2 os x yosemite: the missing manual
The Mac Becomes
an iPad
Two things made the iPad the fastest-selling electronic gadget in history. First, it’s
so simple. No overlapping windows; every app runs full screen. No Save command;
everything is autosaved. No files or folders. No menus. All your apps are in one place,
the Home screen. To beginners, technophobes, and even old-timers, the iPad’s software
represents a refreshing decluttering of the modern computer.
The second huge iPad sales point is that multitouch screen. You operate the whole
thing by touching or dragging your fingers on the glass. For example, you cycle through
screens by swiping. You zoom out on a map, photo, or Web page by pinching two
fingers. You rotate a photo by twisting two fingers, and so on. Everything feels like
you’re more directly manipulating the objects in your digital world.
So, Apple thought, if simplicity and touch gestures made the iPad a megahit, why
can’t we do the same for the Mac?
And it set out to bring as many of the iPad’s features and as much of its personality
to your Mac as possible. Today’s OS X features like Full Screen mode, Auto Save, and
Launchpad are total iPad rip-offs; if Apple hadn’t stolen these features from itself, it
would be suing for copyright infringement. In the last couple of years, even the Mac’s
app names have changed to match iOS: Reminders, Notes, Notification Center, Game
Center, and so on. And perfect clones of some of iOS’s apps, like iBooks and Maps,
made their way to the Mac, too.
And now, in Yosemite, the other shoe has dropped: OS X has been redesigned, top to
bottom, to look more like iOS 8. Same font schemes, color schemes, design conven-
tions. Out with photographic “materials” like leather, felt, paper, and brushed metal;
in with flat, solid colors.
Upside-Down Scrolling
If you haven’t upgraded OS X in a couple of years, you might
discover something alarming when you try to scroll using
your laptop’s trackpad: When you slide your fingers upward,
the page scrolls down. That’s backward, isn’t it?

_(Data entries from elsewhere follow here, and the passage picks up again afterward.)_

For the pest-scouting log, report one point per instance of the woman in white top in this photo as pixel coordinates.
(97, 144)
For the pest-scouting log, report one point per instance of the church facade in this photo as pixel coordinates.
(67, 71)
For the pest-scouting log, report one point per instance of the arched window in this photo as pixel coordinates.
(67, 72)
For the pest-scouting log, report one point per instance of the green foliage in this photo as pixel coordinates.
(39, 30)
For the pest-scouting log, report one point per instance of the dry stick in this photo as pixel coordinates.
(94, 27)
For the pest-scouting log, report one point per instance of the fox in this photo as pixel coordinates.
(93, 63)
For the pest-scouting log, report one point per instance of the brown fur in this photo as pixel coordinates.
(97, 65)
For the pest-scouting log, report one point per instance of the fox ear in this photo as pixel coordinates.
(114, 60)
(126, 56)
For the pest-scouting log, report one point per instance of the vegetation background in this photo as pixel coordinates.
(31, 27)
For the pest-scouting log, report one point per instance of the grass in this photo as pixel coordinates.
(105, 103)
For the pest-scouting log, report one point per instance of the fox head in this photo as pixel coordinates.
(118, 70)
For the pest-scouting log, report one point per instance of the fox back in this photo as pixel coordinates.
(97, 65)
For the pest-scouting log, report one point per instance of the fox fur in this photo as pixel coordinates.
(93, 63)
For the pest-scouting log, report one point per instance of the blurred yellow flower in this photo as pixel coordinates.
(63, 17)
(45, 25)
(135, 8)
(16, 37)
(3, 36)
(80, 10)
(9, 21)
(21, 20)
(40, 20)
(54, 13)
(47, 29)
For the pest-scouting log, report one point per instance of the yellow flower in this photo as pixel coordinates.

For your entire computing career so far, you’ve always
dragged the scroll bar down to move the contents of the
page up—and now Apple has swapped the directions. Why
would Apple throw such a monkey wrench into your life?

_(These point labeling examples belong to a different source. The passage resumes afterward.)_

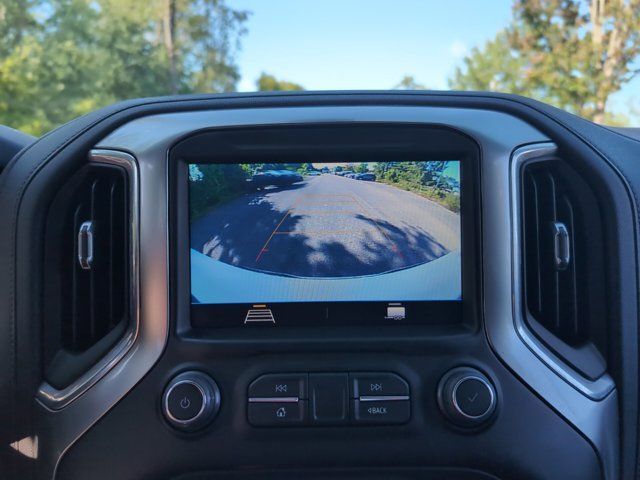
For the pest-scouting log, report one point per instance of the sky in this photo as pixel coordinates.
(371, 44)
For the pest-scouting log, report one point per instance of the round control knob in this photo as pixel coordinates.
(190, 401)
(466, 397)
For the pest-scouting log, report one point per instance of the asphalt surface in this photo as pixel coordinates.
(327, 226)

The main reason is (what else?) to make the Mac match the
iPad, where you drag your finger up to move the page up.
Anyway, you have two choices: You can spend a couple of
days getting used to the new arrangement—or you can put
things back to the way they’ve always been. (To do that, open
System Preferences. For a trackpad: Click Trackpad, click
Scroll & Zoom, and then turn off “Scroll direction: natural.”

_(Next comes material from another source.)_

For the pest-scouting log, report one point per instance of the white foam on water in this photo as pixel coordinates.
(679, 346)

For a Magic Mouse: Click Mouse, click Point & Click, and
then turn off “Scroll direction: natural.”)
Note: If you have a non-Apple mouse that has a scroll wheel,
the Mouse pane may not offer this scroll-direction option.
You can still reverse the scroll-direction logic, though, if
you’re handy in Terminal (OS X’s command-line program).
Just open Terminal and type defaults write ~/Library/Prefer-
ences/.GlobalPreferences com.apple.swipescrolldirection
-bool false. When you press Return and log out, you’ll find
that the time-honored scroll directions have been restored.